Mistake 3: Ignoring the cascade
"We have 85,000 accounts in our TAM" doesn't mean 85,000 accounts your team can reach. One roofing software company found only 11,000 of their 85,000 TAM accounts were in their CRM — and even those had duplicates. Apply the data quality cascade to every market size claim.
Mistake 4: Static calculations
Recalculate quarterly. Markets change. New businesses open. Competitors shift. Your product evolves. A TAM/SAM/SOM calculated once and referenced for two years is a fiction.
Mistake 5: SOM without capacity math
"We'll capture 3% market share" is a guess. SOM should be: reps × accounts per rep × coverage × win rate × deal size. If the math doesn't work bottoms-up, the percentage is wrong.
FAQ
What does TAM, SAM, SOM stand for?
TAM = Total Addressable Market (the entire universe). SAM = Serviceable Addressable Market (the subset matching your ICP). SOM = Serviceable Obtainable Market (the subset you can realistically capture).
How do you calculate TAM?
Three methods: top-down (industry data → narrow to your segment), bottom-up (count actual accounts × deal value), or value theory (problem size × willingness to pay). Bottom-up is most defensible.

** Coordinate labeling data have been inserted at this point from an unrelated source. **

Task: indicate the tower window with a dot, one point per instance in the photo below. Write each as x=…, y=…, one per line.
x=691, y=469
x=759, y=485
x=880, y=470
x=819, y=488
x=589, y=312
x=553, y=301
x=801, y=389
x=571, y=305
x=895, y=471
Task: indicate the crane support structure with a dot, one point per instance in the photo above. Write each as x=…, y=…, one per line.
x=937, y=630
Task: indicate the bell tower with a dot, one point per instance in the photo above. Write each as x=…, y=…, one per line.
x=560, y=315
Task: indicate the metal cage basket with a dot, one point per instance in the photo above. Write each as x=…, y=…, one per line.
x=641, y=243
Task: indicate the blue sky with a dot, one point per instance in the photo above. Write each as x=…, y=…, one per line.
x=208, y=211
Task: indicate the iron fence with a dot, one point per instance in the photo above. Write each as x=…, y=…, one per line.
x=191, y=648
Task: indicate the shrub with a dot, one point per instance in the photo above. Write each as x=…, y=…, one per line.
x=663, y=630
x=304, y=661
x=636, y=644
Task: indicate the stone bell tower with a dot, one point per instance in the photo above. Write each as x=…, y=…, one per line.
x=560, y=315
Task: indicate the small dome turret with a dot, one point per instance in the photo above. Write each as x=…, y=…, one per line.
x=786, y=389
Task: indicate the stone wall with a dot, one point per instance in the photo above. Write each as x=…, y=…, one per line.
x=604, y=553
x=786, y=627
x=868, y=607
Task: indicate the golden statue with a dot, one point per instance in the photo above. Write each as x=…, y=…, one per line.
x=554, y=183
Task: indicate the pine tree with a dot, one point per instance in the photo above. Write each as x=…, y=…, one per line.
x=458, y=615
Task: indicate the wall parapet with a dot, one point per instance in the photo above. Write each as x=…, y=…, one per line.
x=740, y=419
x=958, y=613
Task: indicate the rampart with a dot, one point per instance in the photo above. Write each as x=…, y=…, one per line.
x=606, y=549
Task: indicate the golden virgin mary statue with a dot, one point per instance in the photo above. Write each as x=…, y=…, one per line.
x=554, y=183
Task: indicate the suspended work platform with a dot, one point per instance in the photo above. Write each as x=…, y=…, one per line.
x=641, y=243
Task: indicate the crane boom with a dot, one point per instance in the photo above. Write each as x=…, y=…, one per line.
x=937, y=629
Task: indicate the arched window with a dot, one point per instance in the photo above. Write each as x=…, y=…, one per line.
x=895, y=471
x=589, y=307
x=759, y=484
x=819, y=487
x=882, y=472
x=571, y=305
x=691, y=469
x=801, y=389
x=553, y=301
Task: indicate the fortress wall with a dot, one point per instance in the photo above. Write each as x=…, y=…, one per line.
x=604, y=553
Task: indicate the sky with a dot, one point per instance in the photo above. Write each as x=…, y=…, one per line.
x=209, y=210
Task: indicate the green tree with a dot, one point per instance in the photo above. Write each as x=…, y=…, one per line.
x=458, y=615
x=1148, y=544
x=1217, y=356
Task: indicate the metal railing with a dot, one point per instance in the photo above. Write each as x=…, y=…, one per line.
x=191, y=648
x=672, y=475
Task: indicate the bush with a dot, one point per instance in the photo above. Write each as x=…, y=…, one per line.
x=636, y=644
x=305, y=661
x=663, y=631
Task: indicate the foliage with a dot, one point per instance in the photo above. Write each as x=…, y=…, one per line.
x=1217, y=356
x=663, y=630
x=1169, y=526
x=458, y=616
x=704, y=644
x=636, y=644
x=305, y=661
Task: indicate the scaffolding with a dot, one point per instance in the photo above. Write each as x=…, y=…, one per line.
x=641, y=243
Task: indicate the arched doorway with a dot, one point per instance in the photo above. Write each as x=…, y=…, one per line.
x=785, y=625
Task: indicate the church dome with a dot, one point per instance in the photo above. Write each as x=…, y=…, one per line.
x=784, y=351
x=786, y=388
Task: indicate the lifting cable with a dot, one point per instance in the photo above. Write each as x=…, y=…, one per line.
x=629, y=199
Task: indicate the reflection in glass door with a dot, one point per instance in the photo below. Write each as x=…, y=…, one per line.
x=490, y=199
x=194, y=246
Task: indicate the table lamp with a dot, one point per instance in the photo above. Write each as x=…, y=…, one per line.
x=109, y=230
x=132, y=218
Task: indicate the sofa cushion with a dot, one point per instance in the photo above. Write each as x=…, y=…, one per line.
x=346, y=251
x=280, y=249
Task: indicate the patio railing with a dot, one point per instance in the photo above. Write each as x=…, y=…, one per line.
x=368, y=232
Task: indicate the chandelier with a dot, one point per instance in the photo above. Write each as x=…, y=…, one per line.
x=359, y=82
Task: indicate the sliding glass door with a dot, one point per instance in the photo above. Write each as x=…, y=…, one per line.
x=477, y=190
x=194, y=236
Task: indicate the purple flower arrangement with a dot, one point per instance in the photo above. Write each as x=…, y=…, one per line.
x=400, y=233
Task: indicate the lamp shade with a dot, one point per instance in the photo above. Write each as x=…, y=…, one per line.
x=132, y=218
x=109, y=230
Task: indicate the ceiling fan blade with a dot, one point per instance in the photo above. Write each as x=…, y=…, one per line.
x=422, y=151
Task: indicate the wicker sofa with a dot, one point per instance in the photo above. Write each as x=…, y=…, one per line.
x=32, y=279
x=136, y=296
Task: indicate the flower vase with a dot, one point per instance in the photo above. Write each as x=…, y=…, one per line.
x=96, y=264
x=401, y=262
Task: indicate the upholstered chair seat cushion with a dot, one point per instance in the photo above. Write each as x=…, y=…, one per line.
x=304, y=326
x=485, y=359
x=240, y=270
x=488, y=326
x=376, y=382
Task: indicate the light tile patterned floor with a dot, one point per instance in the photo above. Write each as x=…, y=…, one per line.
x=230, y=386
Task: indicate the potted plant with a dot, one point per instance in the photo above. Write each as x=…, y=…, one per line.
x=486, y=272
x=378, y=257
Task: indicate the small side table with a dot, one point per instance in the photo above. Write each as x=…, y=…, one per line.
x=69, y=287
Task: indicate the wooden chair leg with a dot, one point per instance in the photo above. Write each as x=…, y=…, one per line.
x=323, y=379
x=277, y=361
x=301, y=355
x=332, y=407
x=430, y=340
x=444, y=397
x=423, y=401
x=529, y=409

What's the difference between TAM and SAM?
TAM includes every potential customer. SAM filters to accounts that match your ICP, are in your serviceable geography, and meet data quality thresholds for contactability. SAM is always smaller than TAM.
How do you calculate SOM?
SOM = Sales Capacity × Data Coverage Rate × Win Rate × Average Deal Size. It's a bottoms-up operational calculation, not a percentage of SAM.
How big should TAM be for a startup?
VCs typically look for $1B+ TAM to support venture-scale returns. But credible SAM and SOM matter more than a large TAM. A $500M TAM with a clear $50M SOM path is more investable than a $10B TAM with no credible capture plan.
TAM frames the opportunity. SAM defines the target. SOM drives the plan. The distance between them — shrunk by ICP filters, data quality cascades, and sales capacity constraints — is where honest GTM planning happens. Build from the bottom up, validate with real data, and recalculate quarterly.